The world, as painted by Primo Levi, is a hokey, calloused place. As stuffed full of surreal bureaucracy as it is twisted by mankind’s ineptitude; as prickly as it is accommodating; and as intriguing as it is cruelly frustrating.
Like a bowl full of strange fruit, the eight short stories in this collection are no exception, and by carefully eschewing dialogue, Levi gives the stories the ethereal timbre of a voiceless choir. From animals courting smalltalk at a party, through to modern gladiators, the deadly craze of Knall, and the curse of a perfect poem, the stories are hard and sharp, while offering surprising comfort to the morass of modern life.
So if you like your reading with some bite, or to draw blood, or with an aftertaste of the bizarre, then get yourself a copy of this collection, strap yourself down and get ready to watch the psychedelic paint dry.
Bleak and quietly disturbing, the short stories of Petrushevskaya portray a shadowy world that feeds equally on the social ails of the modern world, and the earthy magic of the old kingdom.
The stories in this collection–Through the Wall, The Father, The Cabbage-Patch Mother, Marilena’s Secret, and Anna and Maria–are fine examples of the modern faerie tale: part horror story, part moral hazard, and part something nameless.
As the cast of listeners, lovers, nurses, wizards, and dancers journey through realms of endless woods and monotone cities, you’re left with an inkling it’s only the thinnest veil of hope that keeps the darkness from swallowing us whole.
There’s no obvious way to review a collection of Robert Coover’s short stories, no conspicuous handle with which to hold the text, no praise likely to escape being labelled sycophancy, and no criticism that wouldn’t rightly be mocked as bitter jealously. Reviewing Coover is painful, and not because of any pretensions it gives one to write like him, but rather because of the pretensions it instills to read him without being intimidated.
Whether its the romantic irony of the collection’s eponymous story, the fetid titillation of “The Babysitter”, or the frivolous mundanity of “A Pedestrian Accident”, each story reads like you’re smacking yourself in the head with a flail; each leaves an admixture of blood and synovial fluid pouring from your ears; each feels sucking on the metallic teats of a shotgun’s barrels.
So if you’re happy to have your mind wrung out and twisted by a short collection of words, then I recommend you need look no further; if you prefer to keep your sense and thoughts well ordered, then why not go look for something off a best seller list.
The Sexes is a small collection of Dorothy Parker’s short stories about relationships, and is published as part of Penguin’s mini modern classics series.
The first story, the Sexes, is a masterclass in dialogue: taught, lucid, and oozing with an admixture of cultural, emotional and interpersonal tension. As a singular comment on the complex narrative that exists between the sexes, it is an aggressive shot across the bow against those that seek to deny the differences between the genders.

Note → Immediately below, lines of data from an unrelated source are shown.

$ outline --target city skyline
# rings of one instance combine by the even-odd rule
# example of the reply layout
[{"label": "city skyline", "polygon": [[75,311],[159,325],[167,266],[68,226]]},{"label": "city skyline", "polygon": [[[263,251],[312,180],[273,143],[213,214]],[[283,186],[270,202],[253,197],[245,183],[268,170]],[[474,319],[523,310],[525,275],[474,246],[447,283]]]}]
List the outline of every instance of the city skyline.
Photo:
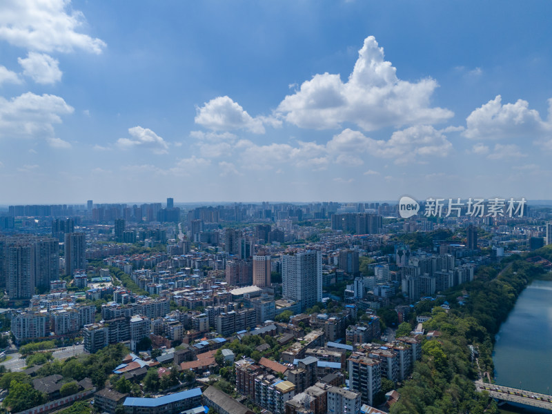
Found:
[{"label": "city skyline", "polygon": [[462,6],[3,2],[0,203],[547,199],[552,6]]}]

The Lovely Leave offers a fly-on-the-wall perspective of the intricacies that lie behind the facade of a loving relationship. An education for those yet to experience loving relationships, and a mirror for everyone else, it’s a pristine example of how to clothe reality in fiction.
Like all collections, not all stories are crafted equally, and the Little Hours is the runt of the litter, a meandering story with little purpose other than to showcase a litany of quotations and the sharp poise of Parker’s prose.
The final two stories, Glory in the Daytime and Lolita, bring the book to an ordered conclusion. Glory in the Daytime is a sharp vignette contrasting the human costs of fame against the droll existence of normalcy, and Lolita is a strange but elegant story of the smallness of attitude fostered by small town life.
The Sexes is an perfectly tempered collection of short stories that not only underlines the genius of Dorothy Parker, but also serves as a intricate lesson about the complexities of human emotion and sexual politics. And apart from being a taut read, it serves as a gentle reminder that–for those willing to look–the richness of life is there to marvel at just beyond the graceful vision of our eyes.
Tthe UK’s first national short story week will run from 22nd-28th November 2010, and aims to get more people reading and writing short stories up and down the country.
So come November make sure you join in the celebrations and help your associates revel in the, oft forgotten, but glorious wonders of the short form.